1. Finger blisters are the worst.
Until those blisters turn into tough calluses, it's a painful journey to learning how to play your instrument. I can't count the amount of bandaged fingers I had throughout middle school when I was first learning how to play.
2. Broken E strings are the easiest way to ruin your day.
You're strumming along to your favorite song, relieving some stress, enjoying the music, when all of a sudden, your little bottom e-string snaps. It happens so quickly, sometimes snapping you right on the hand or even in the face. All you can do is stare in shock at how your guitar could betray you like this. Eventually you pick yourself off the floor and go change your string, but not without first cursing that tiny, fragile string to hell.
3. You lose more picks than you have to your name.
You find them every except in your gig bag. They're in old pants' pockets, the washer, the dryer, in old purses, wallets, on the floor, in winter coats--everywhere except the place you need them to be.
4. Everyone thinks you're "that guy" who only knows how to play "Wonderwall" by Oasis.
Nobody wants to be that guy.
5. Your chances of getting a date automatically go up, at least a little, when you mention you play guitar.
Hey, it's a better, more honest tactic than when guys in TV shows use other people's babies or puppies to pick up women. Who can resist someone with a gig bag strapped to their back?
6. When someone asks you to play something, you automatically forget every song you've ever learned.
The struggle is real. Your confidence in your skill wavers as you try to remember all of the painstaking hours of memorizing chords, tabs, and notes and it suddenly becomes impossible to remember any of the tabs you've bookmarked on Ultimate Guitar's website.
7. There's nothing more rewarding than learning that one song that you've been practicing forever.
Some of us are good at lead guitar, some of us are good at rhythm, and some just do their own thing. No matter how we play, however, there's nothing better than learning that one song you've been working on for a while.
8. Capos are life-savers.
Capos are just so much easier to use than barre chords; I don't care if using them is the easy way out. Barre chords are exhausting (especially when you have really small hands).
9. You have a specific kind of pick you like, and no others compare.
I like medium Fender picks. Flimsy thin picks will not do. Thick picks are overwhelming. Any kind of medium pick will do, but please, no thin, flimsy picks. They are the worst.
10. You can tell when any string is a little out of tune and it drives you insane.
Even if it is barely out of tune and the rest of your strings are perfectly in tune, you can still hear that little off-key twang.
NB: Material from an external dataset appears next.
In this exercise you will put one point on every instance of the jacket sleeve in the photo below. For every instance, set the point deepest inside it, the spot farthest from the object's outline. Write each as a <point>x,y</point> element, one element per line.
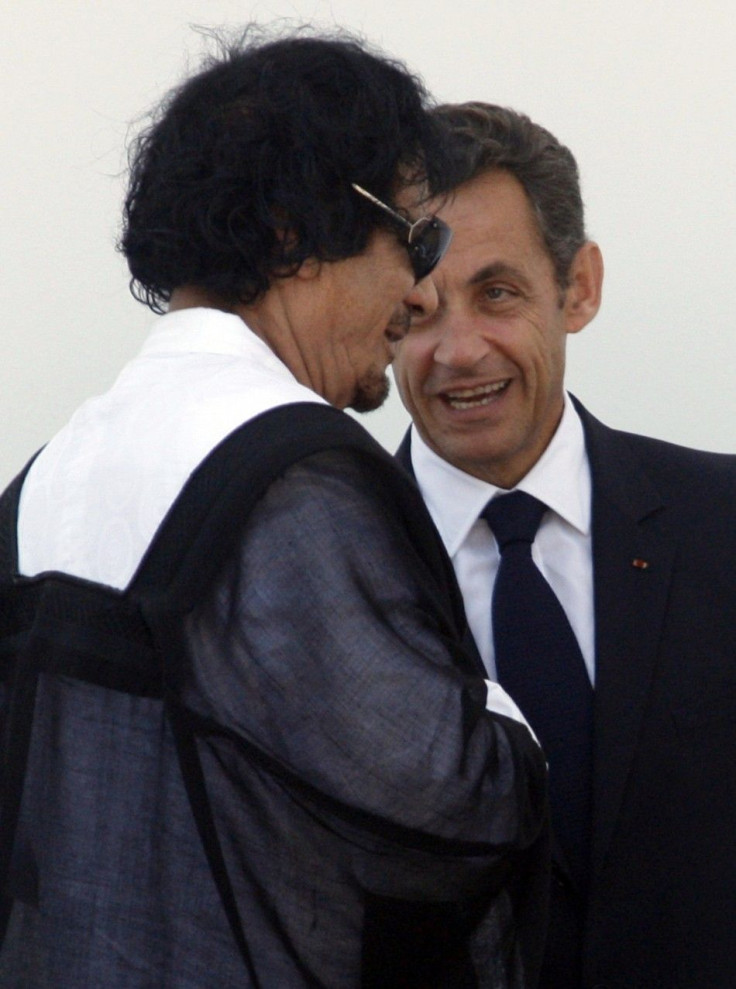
<point>318,647</point>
It makes me cringe just thinking of it.
11. At some point, you become the free entertainment at family parties.
I started playing guitar in middle school and from that moment on, for a while, I'd take my guitar to every family gathering and play and sing in the background forever. It got a bit exhausting sometimes, so now I just stick to the occasional cover song video on my Facebook.
12. Everyone asks if you can teach them how to play a song.
At first, you get really excited, saying "Yeah! Of course! It will be so fun! Then we can collab or something, maybe??" Then you actually try to teach them and it turns into "what do you mean you can't stretch your fingers that far?" "No, no, hold the pick like this." It's much more tedious than you initially thought it would be. God bless the teachers who had the patience to give us lessons every week.
13. People treat you like a DJ, hammering off song request after song request.
"Can you learn >insert overplayed pop song here<?" "Can you play >insert obscure song you've never heard in your life<?" Sometimes it's fun to learn songs for other people, but most of the time, you're playing for your own enjoyment and you want to pick out your own songs. The only things that are going to hear you are your bedroom walls, anyway.
14. There is always going to be that one person who is better than you and that is okay.
Okay, so most of the time, there will be far more than just one person who is better than you. The thing is, though, that you shouldn't let your skill level compared to someone else's make you feel bad. After all, it's about the love of the music more than anything else. As long as you're happy and doing what you love, then it shouldn't matter how good or bad you are at playing your instrument.
15. Your love of music will always be bigger than your skill level.
One thing all guitarists can always be sure of is our undying love of the music, whether we pick at our six-strings every day or haven't picked one up in years. The love of music is always there.